Nawiązujące do dokonań innych kapel z Liverpoolu „Who Killed The Zutons” na krótką metę było płytą przyjemną i niezobowiązującą, z umiarkowanym potencjałem przebojowości („You Will You Won’t” przede wszystkim). Teraz słychać, że The Zutons trochę się zmieniło. Tracklista „Tired Of Hanging Around” zawiera o wiele więcej potencjalnych przebojów niż debiutancki album, czego najlepszym dowodem jest częstotliwość, z jaką śmiga po muzycznych stacjach telewizyjnych po „Why Won’t You Give Me Your Love” już drugi singiel kapeli „Valerie”. Zresztą ten pierwszy utwór ze swoim zawadiactwem, energicznością i tętniącymi życiem dźwiękami to chyba najlepszy kawałek, jaki The Zutons udało się stworzyć. Gdyby takich piosenek na „Tired Of Hanging Around” byłoby więcej, mielibyśmy być może do czynienia z płytą wakacji, która robi furorę w krótkim okresie czasowym, a po tym się ją jedynie miło wspomina. Jednak nie da się ukryć, że kapela z Liverpoolu nie rzuciła nas niczym na kolana. Irytująca zdaje się być z jednej strony teatralność niektórych piosenek, z drugiej – nachalność, z jaką aplikowane są nam dźwięki co poniektórych kawałków. Niby oddechem mają być utwory spokojniejsze, bardziej refleksyjne, ale brzmią one trochę jak odrzuty z „Who Killed The Zutons” i tylko „How Does It Feel” w tej kategorii trochę się broni. Na ogromne brawa za to zasługuje urocza saksofonistka Abi Harding, której zarówno gra na instrumencie jak i umiejętności wokalne są bez wątpienia jednym z najjaśniejszych elementów na całym krążku.

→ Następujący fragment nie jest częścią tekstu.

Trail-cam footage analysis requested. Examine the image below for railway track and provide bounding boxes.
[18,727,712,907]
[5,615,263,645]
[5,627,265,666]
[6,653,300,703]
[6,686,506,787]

Ale być może The Zutons właśnie o to chodzi. Grupa idzie w pewien sposób na łatwiznę, proponując nam płyty, których poziom artystyczny jest dość mizerny, ale biorąc pod uwagę kryterium rozrywkowości to mamy do czynienia z rzeczą naprawdę przyzwoitą. Tylko, że taka formuła ma też swoje granice i wielce prawdopodobne jest, że słuchacz na poziomie trzeciej tudzież czwartej płyty dojdzie do wniosku, iż to wszystko już zna i ma dość obcowania w kółko z tym samym. A wtedy tłuste lata dla The Zutons bardzo szybko mogą się skończyć.